You’d think retention bonuses were the only way to keep and motivate your best people. At least, that’s what AIG would have us believe. But open, honest communication all the time is better for retaining employees during the current recession and best for any organization in the long run.

Paul B. Brown, in a recent column titled “How to Lead in Tough Times” has accumulated leadership advice that is good for any time. This is my synopsis of what he wrote:

  • Get out in front of negative events so that the rumor mill doesn’t make things worse than they already are. This is particularly difficult to do in this age of instant messaging, which makes it all the more important to be transparent.
  • Put things in perspective so that everyone understands events in the context of the ups and downs of business over time.
  • Involve employees in identifying opportunities to reduce costs and increase revenue.
  • Be positive and optimistic.

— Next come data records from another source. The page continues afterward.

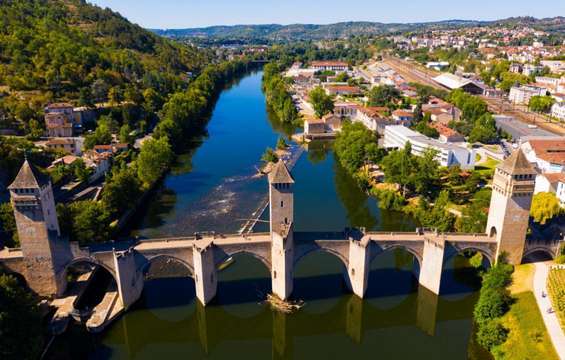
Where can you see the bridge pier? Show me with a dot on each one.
(432, 263)
(282, 262)
(358, 267)
(128, 279)
(205, 277)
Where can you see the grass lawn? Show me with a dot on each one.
(487, 168)
(556, 288)
(522, 279)
(528, 338)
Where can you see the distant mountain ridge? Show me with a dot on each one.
(276, 32)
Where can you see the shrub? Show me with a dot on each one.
(492, 334)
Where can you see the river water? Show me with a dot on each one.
(213, 188)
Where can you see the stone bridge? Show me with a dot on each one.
(45, 257)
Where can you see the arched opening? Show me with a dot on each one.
(462, 270)
(393, 276)
(537, 255)
(168, 284)
(244, 280)
(90, 283)
(319, 276)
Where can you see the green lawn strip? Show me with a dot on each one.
(556, 289)
(528, 337)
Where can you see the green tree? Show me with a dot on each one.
(20, 321)
(321, 102)
(545, 206)
(154, 159)
(269, 156)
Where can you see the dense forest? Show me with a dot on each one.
(69, 50)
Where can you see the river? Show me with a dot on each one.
(213, 188)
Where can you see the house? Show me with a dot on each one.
(396, 137)
(345, 109)
(403, 115)
(59, 120)
(314, 126)
(453, 82)
(369, 116)
(558, 110)
(523, 94)
(447, 134)
(547, 153)
(335, 90)
(552, 183)
(69, 145)
(337, 66)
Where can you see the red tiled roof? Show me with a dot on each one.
(552, 151)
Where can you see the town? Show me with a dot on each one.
(193, 170)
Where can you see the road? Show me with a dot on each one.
(415, 73)
(551, 322)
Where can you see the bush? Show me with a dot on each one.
(492, 334)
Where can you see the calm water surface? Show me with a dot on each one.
(213, 189)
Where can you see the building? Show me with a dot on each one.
(69, 145)
(556, 66)
(342, 90)
(546, 153)
(509, 211)
(558, 110)
(60, 120)
(553, 183)
(314, 126)
(453, 82)
(337, 66)
(519, 130)
(403, 115)
(396, 137)
(523, 94)
(447, 134)
(38, 230)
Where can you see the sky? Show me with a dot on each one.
(174, 14)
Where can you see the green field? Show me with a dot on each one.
(556, 288)
(528, 338)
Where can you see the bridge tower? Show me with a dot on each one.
(44, 251)
(281, 208)
(512, 192)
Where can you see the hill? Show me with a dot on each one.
(274, 32)
(69, 50)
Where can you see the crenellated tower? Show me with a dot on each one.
(44, 252)
(509, 212)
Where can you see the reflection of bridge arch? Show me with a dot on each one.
(151, 260)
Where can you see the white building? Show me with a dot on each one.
(448, 155)
(523, 94)
(558, 111)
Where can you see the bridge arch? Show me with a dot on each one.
(151, 260)
(306, 250)
(486, 253)
(254, 255)
(92, 261)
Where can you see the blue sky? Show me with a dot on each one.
(198, 13)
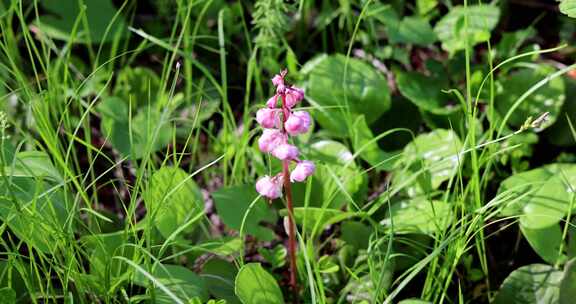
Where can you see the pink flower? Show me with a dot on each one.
(270, 140)
(267, 118)
(293, 96)
(298, 123)
(271, 103)
(285, 152)
(302, 171)
(278, 79)
(269, 187)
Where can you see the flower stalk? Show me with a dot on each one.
(279, 125)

If you can’t be, stay away.
  • Tell your best people how important they are to the organization and how much you need them to make the company successful over the long run.

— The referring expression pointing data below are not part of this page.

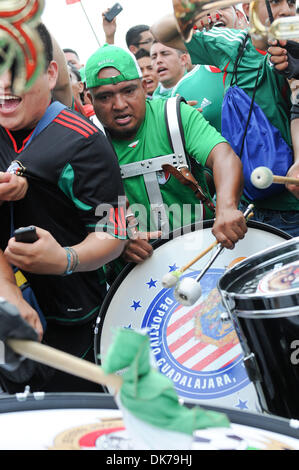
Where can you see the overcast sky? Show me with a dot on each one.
(71, 28)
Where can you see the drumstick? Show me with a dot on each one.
(198, 257)
(65, 362)
(262, 177)
(218, 5)
(170, 279)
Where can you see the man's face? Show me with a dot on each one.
(24, 112)
(148, 75)
(280, 9)
(73, 59)
(225, 18)
(145, 41)
(120, 107)
(168, 64)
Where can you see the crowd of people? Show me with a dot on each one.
(83, 167)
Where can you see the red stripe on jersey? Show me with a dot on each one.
(76, 123)
(74, 128)
(79, 120)
(14, 142)
(225, 73)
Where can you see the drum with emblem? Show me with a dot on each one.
(74, 421)
(261, 295)
(192, 346)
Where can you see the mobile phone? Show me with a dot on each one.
(113, 12)
(26, 234)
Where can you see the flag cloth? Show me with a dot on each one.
(148, 394)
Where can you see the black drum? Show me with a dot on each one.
(190, 345)
(261, 295)
(62, 421)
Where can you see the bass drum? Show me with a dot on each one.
(61, 421)
(191, 345)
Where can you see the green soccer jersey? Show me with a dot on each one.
(161, 92)
(220, 47)
(205, 85)
(152, 141)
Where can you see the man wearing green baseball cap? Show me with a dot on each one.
(139, 134)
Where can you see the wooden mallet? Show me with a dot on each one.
(262, 178)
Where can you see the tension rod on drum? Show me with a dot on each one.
(188, 291)
(262, 178)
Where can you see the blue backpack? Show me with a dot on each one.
(254, 139)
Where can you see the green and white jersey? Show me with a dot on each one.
(220, 47)
(204, 84)
(152, 141)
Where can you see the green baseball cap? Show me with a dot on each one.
(111, 56)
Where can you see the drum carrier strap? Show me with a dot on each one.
(176, 163)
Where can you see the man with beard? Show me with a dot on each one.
(138, 133)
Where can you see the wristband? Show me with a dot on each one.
(72, 260)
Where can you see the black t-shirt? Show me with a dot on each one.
(71, 169)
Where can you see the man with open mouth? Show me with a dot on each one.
(170, 66)
(245, 63)
(66, 170)
(148, 74)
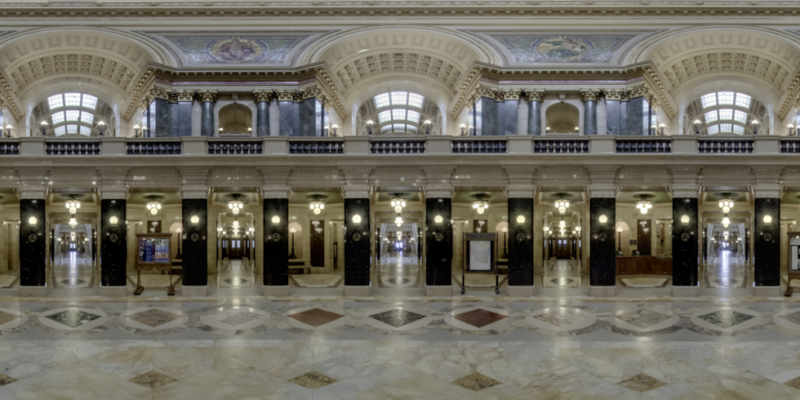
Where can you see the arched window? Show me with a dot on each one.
(72, 113)
(725, 112)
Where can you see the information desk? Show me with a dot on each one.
(644, 265)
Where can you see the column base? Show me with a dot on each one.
(194, 291)
(520, 291)
(113, 291)
(686, 291)
(32, 291)
(439, 291)
(357, 290)
(276, 291)
(602, 291)
(767, 291)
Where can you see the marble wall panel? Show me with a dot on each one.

  • Volatility, uncertainty, and complexity will continue to be the norm, not the exception. Keep focused on your destination while being flexible about how to get there.
  • Get the truth out in the open so that everyone can deal with it. Contrary to what Colonel Jessep said in A Few Good Men, your best employees can handle the truth.

In summary, Brown quotes F. Scott Fitzgerald (Esquire, 1936): “The test of a first-rate intelligence is the ability to hold two opposed ideas in the mind at the same time and still retain the ability to function. One should, for example, be able to see that things are hopeless and yet be determined to make them otherwise.”